Hey Microsoft. C’mere. Yeah, come over here, we need to have a little chat. Listen, buddy, you know I’ve got your back. We’ve been teaming up on Windows since 3.1. Remember that time we got sixteen people and four TVs together to play Halo on the original Xbox? Classic. But listen, as your fri…as your long-time customer, I gotta tell you something. You have got to chill. Especially when someone tells you they don’t want to use one of your applications.
Over the last few years Microsoft has been laying a heavy hand down on Windows users who don’t want to use other Microsoft programs for absolutely everything. A particularly egregious example came up last month, when the Edge browser started giving people a breakup quiz if they use it to download Google Chrome (which literally hundreds of millions of people do). It looks like the same customer retention specialist who cooked up that move has gotten their hands on OneDrive, because it’s starting to exhibit the same behavior.

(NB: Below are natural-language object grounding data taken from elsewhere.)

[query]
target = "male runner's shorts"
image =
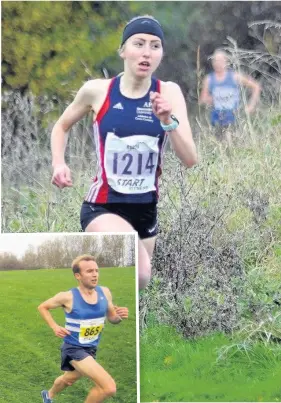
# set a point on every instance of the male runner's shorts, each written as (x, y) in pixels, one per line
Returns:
(222, 118)
(70, 352)
(142, 217)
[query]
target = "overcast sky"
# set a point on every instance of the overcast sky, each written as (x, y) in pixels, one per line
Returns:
(18, 243)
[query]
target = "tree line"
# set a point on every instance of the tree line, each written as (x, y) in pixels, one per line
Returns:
(51, 47)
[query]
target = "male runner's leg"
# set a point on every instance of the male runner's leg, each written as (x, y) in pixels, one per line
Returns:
(104, 384)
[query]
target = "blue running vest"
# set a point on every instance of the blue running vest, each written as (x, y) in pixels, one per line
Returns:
(225, 96)
(129, 142)
(86, 321)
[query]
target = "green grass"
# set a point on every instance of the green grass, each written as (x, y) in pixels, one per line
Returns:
(30, 356)
(178, 370)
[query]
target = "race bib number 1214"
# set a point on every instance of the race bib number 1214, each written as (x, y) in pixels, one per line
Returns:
(131, 163)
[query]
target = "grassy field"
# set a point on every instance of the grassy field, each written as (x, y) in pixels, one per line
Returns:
(178, 370)
(30, 353)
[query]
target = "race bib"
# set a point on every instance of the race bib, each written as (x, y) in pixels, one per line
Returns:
(225, 98)
(90, 330)
(131, 163)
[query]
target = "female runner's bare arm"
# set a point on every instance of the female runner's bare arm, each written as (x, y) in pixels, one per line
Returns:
(81, 105)
(181, 138)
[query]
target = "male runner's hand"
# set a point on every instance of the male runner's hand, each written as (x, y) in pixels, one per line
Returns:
(123, 312)
(61, 176)
(60, 331)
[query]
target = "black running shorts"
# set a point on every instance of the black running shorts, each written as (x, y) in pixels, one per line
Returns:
(70, 352)
(142, 217)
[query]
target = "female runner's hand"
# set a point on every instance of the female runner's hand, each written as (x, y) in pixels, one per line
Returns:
(161, 108)
(61, 176)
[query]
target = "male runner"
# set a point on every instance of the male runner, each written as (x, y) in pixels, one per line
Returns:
(86, 309)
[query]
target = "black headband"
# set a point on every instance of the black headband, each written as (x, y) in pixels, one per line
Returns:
(143, 25)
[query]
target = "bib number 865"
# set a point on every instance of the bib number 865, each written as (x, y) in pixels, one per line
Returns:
(92, 331)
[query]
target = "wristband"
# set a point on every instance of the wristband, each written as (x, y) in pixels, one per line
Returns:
(172, 126)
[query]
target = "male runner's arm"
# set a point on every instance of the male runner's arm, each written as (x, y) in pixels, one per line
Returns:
(115, 314)
(205, 96)
(61, 299)
(181, 138)
(255, 88)
(81, 105)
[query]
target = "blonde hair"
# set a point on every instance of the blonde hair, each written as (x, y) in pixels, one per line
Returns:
(75, 264)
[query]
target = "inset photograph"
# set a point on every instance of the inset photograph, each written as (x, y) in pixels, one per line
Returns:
(68, 318)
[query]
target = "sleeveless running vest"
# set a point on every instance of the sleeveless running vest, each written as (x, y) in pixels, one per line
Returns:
(129, 142)
(86, 321)
(225, 93)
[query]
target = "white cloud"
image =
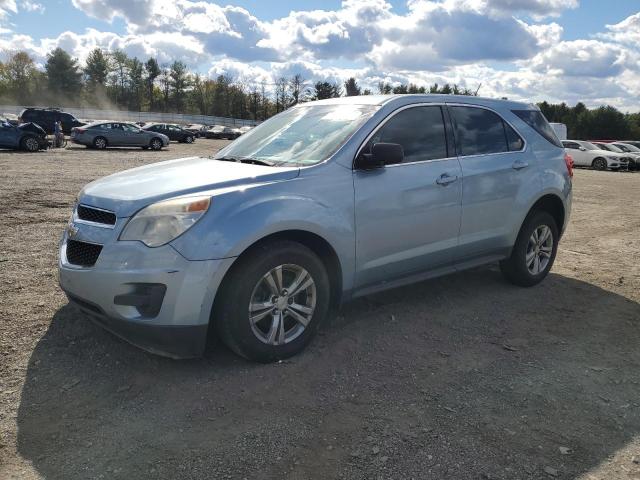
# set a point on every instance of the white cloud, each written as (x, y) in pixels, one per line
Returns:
(511, 47)
(31, 6)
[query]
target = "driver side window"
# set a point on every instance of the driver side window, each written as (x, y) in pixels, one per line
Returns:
(419, 130)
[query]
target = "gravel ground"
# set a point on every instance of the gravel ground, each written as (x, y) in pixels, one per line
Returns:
(463, 377)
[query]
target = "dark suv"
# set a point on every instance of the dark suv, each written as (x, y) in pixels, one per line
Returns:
(46, 118)
(174, 132)
(26, 136)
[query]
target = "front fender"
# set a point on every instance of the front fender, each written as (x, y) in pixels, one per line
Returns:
(314, 202)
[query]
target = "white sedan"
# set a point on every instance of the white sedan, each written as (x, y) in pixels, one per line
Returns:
(586, 154)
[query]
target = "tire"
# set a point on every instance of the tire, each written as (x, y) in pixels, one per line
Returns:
(599, 164)
(248, 284)
(155, 144)
(30, 144)
(518, 269)
(100, 143)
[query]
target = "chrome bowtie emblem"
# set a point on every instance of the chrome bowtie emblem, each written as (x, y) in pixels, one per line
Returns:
(72, 230)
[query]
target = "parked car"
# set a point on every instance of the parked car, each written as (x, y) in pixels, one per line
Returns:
(633, 151)
(197, 129)
(633, 159)
(586, 154)
(631, 142)
(26, 136)
(47, 117)
(10, 118)
(324, 202)
(174, 132)
(117, 134)
(222, 132)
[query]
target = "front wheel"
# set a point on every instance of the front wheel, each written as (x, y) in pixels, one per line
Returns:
(599, 164)
(100, 143)
(534, 251)
(156, 144)
(271, 305)
(30, 144)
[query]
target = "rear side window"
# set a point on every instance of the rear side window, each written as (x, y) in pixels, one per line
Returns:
(536, 120)
(420, 131)
(481, 132)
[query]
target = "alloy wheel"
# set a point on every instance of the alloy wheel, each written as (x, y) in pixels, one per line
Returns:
(31, 144)
(282, 304)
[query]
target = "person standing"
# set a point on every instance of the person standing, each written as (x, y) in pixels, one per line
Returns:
(58, 134)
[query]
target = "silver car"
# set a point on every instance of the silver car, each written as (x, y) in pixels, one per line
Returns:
(102, 135)
(325, 202)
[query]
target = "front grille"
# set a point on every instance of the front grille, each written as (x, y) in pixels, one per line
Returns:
(95, 215)
(82, 253)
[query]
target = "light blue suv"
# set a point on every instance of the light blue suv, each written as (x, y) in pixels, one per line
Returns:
(322, 203)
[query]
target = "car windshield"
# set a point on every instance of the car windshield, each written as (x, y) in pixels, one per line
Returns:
(629, 148)
(608, 146)
(305, 134)
(590, 146)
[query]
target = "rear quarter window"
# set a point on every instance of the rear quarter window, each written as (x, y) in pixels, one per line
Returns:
(535, 119)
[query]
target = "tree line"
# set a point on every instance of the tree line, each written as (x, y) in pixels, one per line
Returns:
(112, 79)
(602, 123)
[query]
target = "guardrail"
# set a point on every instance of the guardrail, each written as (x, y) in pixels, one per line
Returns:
(127, 116)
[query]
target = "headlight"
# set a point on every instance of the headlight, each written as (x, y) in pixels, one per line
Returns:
(161, 222)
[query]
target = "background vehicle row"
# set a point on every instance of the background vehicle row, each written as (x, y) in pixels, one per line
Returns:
(117, 134)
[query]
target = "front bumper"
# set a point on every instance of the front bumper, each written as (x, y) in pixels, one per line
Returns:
(176, 326)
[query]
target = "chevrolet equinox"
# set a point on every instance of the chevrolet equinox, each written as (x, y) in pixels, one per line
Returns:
(322, 203)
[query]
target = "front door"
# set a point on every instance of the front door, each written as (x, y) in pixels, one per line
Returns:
(407, 215)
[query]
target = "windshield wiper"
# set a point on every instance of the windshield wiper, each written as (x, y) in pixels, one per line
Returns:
(253, 161)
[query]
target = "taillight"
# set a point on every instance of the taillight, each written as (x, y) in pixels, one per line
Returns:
(569, 163)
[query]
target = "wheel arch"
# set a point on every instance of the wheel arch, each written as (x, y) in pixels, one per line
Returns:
(552, 204)
(317, 244)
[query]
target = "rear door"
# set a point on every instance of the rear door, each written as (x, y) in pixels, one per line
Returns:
(134, 137)
(115, 135)
(408, 215)
(8, 135)
(496, 170)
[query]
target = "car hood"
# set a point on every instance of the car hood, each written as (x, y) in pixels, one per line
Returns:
(127, 192)
(609, 153)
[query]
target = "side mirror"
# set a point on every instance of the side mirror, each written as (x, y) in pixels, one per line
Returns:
(381, 154)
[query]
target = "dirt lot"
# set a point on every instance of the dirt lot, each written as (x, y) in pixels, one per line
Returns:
(464, 377)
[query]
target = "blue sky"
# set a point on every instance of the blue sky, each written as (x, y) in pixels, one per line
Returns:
(560, 50)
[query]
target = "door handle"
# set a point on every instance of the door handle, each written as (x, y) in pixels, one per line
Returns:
(519, 164)
(445, 179)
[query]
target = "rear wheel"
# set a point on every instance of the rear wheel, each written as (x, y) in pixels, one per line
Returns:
(156, 144)
(534, 251)
(30, 144)
(599, 164)
(273, 302)
(100, 143)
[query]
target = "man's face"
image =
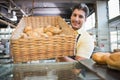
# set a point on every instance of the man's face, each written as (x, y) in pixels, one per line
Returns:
(77, 19)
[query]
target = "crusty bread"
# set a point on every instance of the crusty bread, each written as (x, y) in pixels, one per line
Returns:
(114, 60)
(100, 57)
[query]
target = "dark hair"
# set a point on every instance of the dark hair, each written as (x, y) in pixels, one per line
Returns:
(82, 6)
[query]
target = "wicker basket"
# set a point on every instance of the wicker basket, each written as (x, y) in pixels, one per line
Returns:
(24, 50)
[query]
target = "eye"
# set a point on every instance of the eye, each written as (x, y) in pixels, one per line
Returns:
(80, 16)
(74, 15)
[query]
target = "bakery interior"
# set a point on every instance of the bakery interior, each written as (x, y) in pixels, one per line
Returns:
(104, 28)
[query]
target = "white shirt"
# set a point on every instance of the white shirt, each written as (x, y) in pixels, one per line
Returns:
(85, 44)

NeoWin reports that users who manually close the OneDrive file-syncing app, which is set to run at Windows startup by default, are given another quiz. It’s got the desperate and angry feeling of someone demanding to know why you won’t date them. Among the pre-filled answers are “I do not want OneDrive running all the time,” “I do not use OneDrive,” “I am trying to speed up my computer,” and “I get too many notifications.”
Neowin
The message isn’t appearing for everyone who closes the program; two PCWorld staff were unable to replicate the screenshots when closing the program. Either the question UI has been added to a brand-new version of OneDrive that still propagating across the Windows world, or Microsoft is using A-B testing that only shows it to some users.
Presumably Microsoft is trying to gather customer data to improve its product. That sort of thing has been commonplace for years — part of the uninstallation process for many apps is opening a browser window to give feedback on why you’re no longer using it. But OneDrive doing the same thing just for closing the app is grating at best. To add even more creepiness to the process, NeoWin says that users who see this pop quiz are physically blocked from closing OneDrive until they answer.
If Microsoft wants to anger and alienate a considerable portion of its userbase, particularly the portion that’s highly technical and prefers to make their own choices for things like browsers, file backups, and general PC performance, then it’s doing a fantastic job.